By the time of our Revolution, however, cooler heads were beginning to prevail. Under the influence of early Quakers and Cesare Beccaria's 1767 essay, On Crimes and Punishment, Thomas Jefferson introduced a bill to eliminate the death penalty in Virginia except for murder and treason. It was defeated by a single vote.
Since then the death penalty, with a few blunders into the swamps of racism and prohibition, has become steadily more humane, flexible and rare. We have developed a powerful sense of caution about mistakes. New DNA technology has promoted an admirable fastidiousness about killing the innocent.
It is this three hundred year trend toward mercy, prudence and compassion that makes the court ordered death of Terri Shiavo so disturbing.

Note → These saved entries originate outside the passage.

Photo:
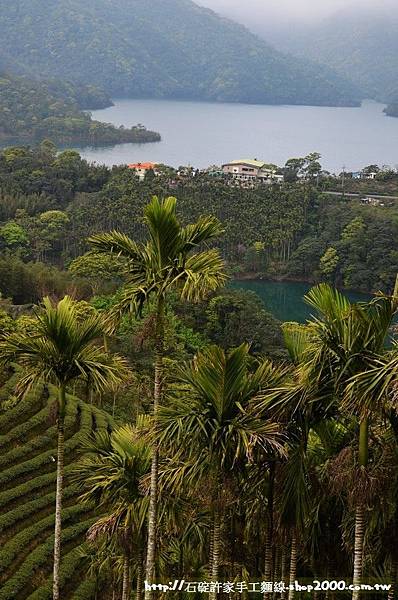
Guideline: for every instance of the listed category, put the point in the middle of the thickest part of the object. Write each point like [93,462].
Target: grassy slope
[27,497]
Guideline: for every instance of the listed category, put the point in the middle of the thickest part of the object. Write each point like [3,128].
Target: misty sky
[286,10]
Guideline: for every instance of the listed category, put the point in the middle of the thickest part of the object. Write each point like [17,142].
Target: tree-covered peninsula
[33,110]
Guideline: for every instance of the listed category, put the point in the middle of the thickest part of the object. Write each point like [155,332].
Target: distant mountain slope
[360,45]
[161,48]
[33,110]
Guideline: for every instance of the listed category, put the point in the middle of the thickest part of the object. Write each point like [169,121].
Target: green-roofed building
[247,169]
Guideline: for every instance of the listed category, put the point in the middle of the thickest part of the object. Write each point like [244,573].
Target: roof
[144,166]
[247,161]
[259,164]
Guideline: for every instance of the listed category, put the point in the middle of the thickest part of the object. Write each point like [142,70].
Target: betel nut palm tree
[61,348]
[172,258]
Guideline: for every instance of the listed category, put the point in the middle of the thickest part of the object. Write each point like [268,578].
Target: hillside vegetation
[50,203]
[27,497]
[31,111]
[163,49]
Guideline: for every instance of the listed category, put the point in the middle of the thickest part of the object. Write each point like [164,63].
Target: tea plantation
[28,443]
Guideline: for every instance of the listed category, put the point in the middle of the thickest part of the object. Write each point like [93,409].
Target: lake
[201,133]
[285,299]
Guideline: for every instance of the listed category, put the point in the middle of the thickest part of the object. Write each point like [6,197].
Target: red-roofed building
[142,168]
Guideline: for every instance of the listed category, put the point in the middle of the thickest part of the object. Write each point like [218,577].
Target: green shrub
[37,558]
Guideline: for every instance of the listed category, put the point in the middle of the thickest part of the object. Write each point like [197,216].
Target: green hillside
[163,49]
[27,496]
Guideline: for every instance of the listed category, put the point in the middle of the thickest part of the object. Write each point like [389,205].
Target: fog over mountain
[275,19]
[251,11]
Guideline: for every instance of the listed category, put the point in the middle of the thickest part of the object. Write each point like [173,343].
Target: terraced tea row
[28,449]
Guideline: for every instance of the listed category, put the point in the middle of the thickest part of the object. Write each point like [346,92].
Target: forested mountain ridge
[31,111]
[164,49]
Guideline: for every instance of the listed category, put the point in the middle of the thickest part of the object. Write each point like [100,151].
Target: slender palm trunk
[270,531]
[215,563]
[358,548]
[293,564]
[277,576]
[394,573]
[284,567]
[59,491]
[126,578]
[360,510]
[153,499]
[140,582]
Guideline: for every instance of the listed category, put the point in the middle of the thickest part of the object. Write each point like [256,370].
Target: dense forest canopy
[51,202]
[163,49]
[33,110]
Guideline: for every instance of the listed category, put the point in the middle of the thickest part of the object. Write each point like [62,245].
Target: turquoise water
[285,299]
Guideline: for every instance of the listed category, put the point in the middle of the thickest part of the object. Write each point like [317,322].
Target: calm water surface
[285,299]
[201,134]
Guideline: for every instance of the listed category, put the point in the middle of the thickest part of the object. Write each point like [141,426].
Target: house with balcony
[252,170]
[141,169]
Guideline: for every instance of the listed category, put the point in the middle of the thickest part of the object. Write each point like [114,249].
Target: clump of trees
[240,467]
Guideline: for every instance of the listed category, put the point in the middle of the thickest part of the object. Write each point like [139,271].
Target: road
[364,195]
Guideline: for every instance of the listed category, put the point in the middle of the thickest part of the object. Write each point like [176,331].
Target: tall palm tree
[61,348]
[110,474]
[344,340]
[170,259]
[214,407]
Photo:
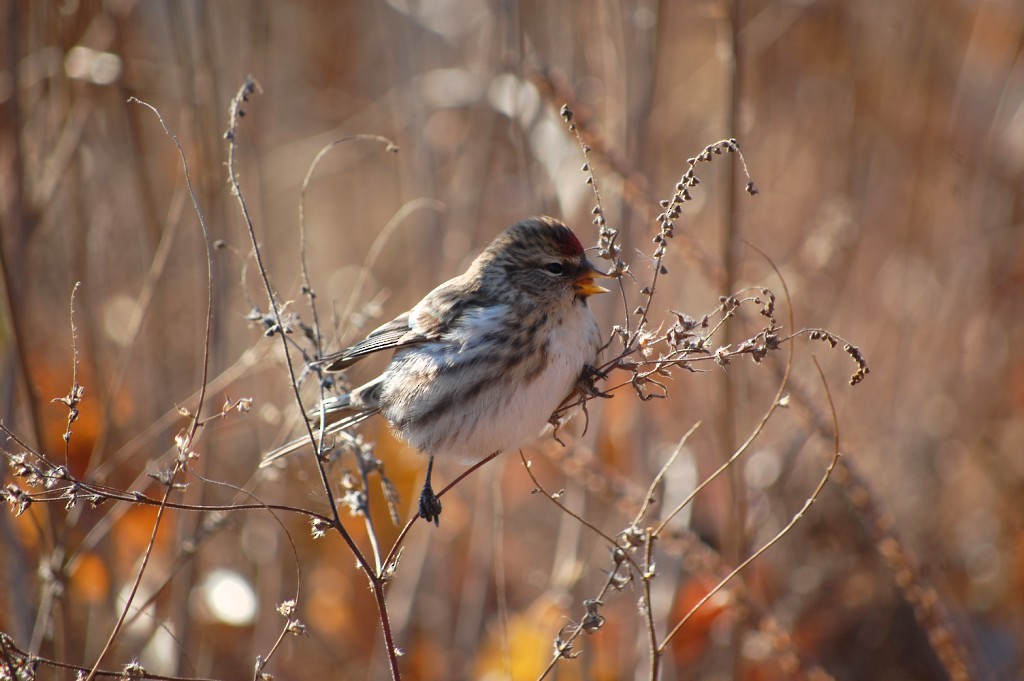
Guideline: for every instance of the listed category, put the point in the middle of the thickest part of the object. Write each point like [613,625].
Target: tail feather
[337,428]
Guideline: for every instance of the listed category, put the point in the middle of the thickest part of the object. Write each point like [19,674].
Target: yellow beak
[584,284]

Nat Hentoff, a liberal columnist for the Village Voice and a Jewish atheist, has called it the longest public execution in history. I would add that it is also one of the cruelest. We wouldn’t execute terrorists by dehydration and starvation. And an execution it surely was. The judge ordered food and water withheld from Shiavo. He didn’t simply give her husband the option of doing so. Anyone wetting her parched lips with ice chips was subject to arrest.
The only machine keeping Terri Shiavo alive was a Cuisinart. There was no plug to pull to end her life. Just as there is no plug to pull for the rest of us who are still, mercifully, pumping air and blood under internal power.
The ironies on both the political left and right have been delicious. Left wing abortion promoters defending states’ rights... right wing Christians calling for federal intervention...liberals who would hold candlelight vigils to keep a rapist alive and who wouldn’t have the stomach to shoot a rabid squirrel urging slow death by starvation for an innocent woman... daily proof that legality and morality enjoy only a passing acquaintance.
Granting politicians and judges the power of life and death over the innocent has always been costly for the innocent. Law is too often untouched by morality. The Final Solution was entirely legal. So were the many atrocities committed in the name of Eugenics. The millions who died building the People’s Republics did so with the full approval of the law.
In the Shiavo case a circuit court judge ordered a helpless woman executed on the dubious suspicion that she was no more sentient than a turnip. Though his decision may have been legally proper, it was as morally empty as a yawning grave.
I will forever admire those at both ends of the political spectrum who fought to prevent this senseless murder. Despite their faults, their grandstanding and self-promotion, despite shameless political pandering, despite the media’s mocking focus on the wackiest among them, they battled bravely the emptiness of moral relativism and nihilism. Those who fought for Shiavo’s life would not obey an official command to despair. They refused the order that Dante told us is emblazoned over the gates of Hell. They refused to abandon hope.